Kapiotis S, Speiser W, Pabinger-Fasching I, Kyrle P A, Lechner K
First Department of Medicine, University of Vienna, Austria.
Haemostasis. 1991;21(1):19-24. doi: 10.1159/000216197.
The levels of anticardiolipin antibodies (ACA) and lupus anticoagulant (LAC) were measured in 266 consecutive unselected patients with a history of venous thrombosis. 19 (7.1%) had elevated levels of IgG- or IgM-ACA. The prevalence of LAC was 1 of 266 (0.4%) in the whole patient group and 1 of 19 (5.3%) in the ACA-positive group. Patients with elevated ACA levels did not differ from those with normal ACA with regard to age at the first thrombosis, risk of recurrence, presence of arterial thrombosis, and other clinical features. 8 out of 19 (42.1%) patients with elevated ACA levels also had elevated levels of antinuclear antibodies, but only 1 fulfilled the criteria of systemic lupus erythematosus. These data indicate that in some patients with elevated ACA, autoimmune processes may be present. The clinical significance of elevated ACA levels is uncertain.

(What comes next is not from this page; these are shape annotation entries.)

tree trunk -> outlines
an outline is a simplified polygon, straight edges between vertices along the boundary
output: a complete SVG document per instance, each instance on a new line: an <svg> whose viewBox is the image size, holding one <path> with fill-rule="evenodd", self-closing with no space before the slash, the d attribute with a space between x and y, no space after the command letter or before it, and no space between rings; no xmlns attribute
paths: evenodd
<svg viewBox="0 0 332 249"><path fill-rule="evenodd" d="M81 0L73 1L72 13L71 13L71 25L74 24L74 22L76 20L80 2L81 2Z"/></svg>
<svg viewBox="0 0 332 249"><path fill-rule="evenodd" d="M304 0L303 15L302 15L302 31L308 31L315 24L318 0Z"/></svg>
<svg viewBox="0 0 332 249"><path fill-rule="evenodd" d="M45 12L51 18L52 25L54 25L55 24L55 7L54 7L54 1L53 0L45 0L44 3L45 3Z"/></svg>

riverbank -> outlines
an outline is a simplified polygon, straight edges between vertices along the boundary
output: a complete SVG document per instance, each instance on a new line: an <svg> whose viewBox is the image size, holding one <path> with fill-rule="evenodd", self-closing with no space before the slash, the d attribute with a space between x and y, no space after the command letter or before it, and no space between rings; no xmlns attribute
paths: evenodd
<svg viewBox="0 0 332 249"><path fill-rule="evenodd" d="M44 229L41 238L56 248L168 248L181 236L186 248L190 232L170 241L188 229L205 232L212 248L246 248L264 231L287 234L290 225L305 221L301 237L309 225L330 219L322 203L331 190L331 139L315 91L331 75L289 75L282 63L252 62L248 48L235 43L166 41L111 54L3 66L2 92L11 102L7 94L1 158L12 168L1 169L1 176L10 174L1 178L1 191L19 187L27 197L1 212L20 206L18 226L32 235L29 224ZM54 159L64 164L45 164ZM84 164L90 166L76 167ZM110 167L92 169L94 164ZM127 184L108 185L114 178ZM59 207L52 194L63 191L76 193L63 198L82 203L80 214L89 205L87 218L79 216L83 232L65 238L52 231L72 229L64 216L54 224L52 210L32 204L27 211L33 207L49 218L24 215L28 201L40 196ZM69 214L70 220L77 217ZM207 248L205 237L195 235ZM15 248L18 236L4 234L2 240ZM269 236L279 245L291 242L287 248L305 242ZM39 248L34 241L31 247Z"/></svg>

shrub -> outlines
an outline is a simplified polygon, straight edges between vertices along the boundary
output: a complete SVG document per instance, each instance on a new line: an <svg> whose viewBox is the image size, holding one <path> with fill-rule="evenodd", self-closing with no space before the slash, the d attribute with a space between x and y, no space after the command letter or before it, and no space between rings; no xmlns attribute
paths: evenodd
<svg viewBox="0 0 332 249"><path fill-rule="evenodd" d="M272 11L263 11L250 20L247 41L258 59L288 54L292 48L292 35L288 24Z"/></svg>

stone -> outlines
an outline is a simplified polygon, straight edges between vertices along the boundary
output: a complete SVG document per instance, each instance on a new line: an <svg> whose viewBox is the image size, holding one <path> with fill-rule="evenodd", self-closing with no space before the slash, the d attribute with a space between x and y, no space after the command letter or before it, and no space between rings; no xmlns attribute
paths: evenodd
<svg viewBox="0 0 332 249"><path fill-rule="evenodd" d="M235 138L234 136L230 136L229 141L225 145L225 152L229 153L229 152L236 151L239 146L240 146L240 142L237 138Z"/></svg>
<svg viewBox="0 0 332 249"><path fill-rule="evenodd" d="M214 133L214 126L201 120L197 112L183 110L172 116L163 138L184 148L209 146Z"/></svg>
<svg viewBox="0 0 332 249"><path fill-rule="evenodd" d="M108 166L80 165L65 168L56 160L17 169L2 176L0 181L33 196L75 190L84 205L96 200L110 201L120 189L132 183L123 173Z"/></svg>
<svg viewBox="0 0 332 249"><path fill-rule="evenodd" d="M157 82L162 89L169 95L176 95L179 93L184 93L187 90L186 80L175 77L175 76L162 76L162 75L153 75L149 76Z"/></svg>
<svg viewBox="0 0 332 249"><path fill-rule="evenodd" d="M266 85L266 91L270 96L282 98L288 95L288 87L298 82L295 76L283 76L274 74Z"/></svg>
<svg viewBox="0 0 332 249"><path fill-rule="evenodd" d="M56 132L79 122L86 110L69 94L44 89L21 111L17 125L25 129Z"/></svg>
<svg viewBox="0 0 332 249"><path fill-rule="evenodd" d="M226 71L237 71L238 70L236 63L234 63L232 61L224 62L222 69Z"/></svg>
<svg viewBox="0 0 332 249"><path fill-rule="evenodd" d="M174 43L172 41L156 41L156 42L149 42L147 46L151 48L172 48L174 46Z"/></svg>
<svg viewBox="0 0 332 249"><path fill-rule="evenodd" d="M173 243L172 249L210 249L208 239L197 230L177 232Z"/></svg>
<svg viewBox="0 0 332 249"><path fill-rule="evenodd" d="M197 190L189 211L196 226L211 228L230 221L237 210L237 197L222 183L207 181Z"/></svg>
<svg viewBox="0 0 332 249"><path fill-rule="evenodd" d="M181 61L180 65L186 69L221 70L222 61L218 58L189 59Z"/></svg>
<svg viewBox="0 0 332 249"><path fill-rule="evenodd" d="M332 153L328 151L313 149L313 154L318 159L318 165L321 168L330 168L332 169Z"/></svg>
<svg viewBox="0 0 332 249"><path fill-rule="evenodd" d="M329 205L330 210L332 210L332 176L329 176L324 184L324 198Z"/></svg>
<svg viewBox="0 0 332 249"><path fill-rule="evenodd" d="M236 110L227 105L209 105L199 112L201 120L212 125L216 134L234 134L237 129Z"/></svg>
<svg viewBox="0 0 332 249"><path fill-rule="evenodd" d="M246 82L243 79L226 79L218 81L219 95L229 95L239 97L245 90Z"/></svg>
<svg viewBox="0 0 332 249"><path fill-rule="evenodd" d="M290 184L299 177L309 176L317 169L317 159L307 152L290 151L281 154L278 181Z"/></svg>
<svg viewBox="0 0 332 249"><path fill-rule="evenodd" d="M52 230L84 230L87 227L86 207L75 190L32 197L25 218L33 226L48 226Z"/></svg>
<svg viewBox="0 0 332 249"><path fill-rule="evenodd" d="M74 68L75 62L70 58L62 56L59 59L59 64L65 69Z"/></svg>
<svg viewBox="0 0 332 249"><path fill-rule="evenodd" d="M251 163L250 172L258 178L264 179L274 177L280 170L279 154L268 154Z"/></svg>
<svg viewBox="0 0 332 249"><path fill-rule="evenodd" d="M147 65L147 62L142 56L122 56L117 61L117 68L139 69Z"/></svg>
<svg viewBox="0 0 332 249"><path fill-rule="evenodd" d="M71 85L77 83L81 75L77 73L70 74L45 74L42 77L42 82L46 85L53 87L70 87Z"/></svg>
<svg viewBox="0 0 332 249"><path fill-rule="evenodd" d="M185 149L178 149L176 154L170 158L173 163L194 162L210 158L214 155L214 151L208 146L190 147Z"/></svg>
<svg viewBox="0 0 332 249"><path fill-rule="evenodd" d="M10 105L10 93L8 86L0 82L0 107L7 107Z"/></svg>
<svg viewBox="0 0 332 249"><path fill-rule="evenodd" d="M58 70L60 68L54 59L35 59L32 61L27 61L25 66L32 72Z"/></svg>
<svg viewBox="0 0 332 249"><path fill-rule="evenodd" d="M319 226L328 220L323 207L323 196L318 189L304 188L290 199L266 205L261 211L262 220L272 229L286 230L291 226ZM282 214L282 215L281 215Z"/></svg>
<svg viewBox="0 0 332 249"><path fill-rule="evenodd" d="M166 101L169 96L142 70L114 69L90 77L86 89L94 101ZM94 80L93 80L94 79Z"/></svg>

对266例有静脉血栓形成病史的连续入选患者检测了抗心磷脂抗体(ACA)和狼疮抗凝物(LAC)水平。19例(7.1%)患者的IgG或IgM-ACA水平升高。LAC在整个患者组中的患病率为266例中的1例(0.4%),在ACA阳性组中为19例中的1例(5.3%)。ACA水平升高的患者在首次发生血栓时的年龄、复发风险、动脉血栓形成的存在以及其他临床特征方面与ACA正常的患者没有差异。19例ACA水平升高的患者中有8例(42.1%)抗核抗体水平也升高,但只有1例符合系统性红斑狼疮的标准。这些数据表明,在一些ACA水平升高的患者中可能存在自身免疫过程。ACA水平升高的临床意义尚不确定。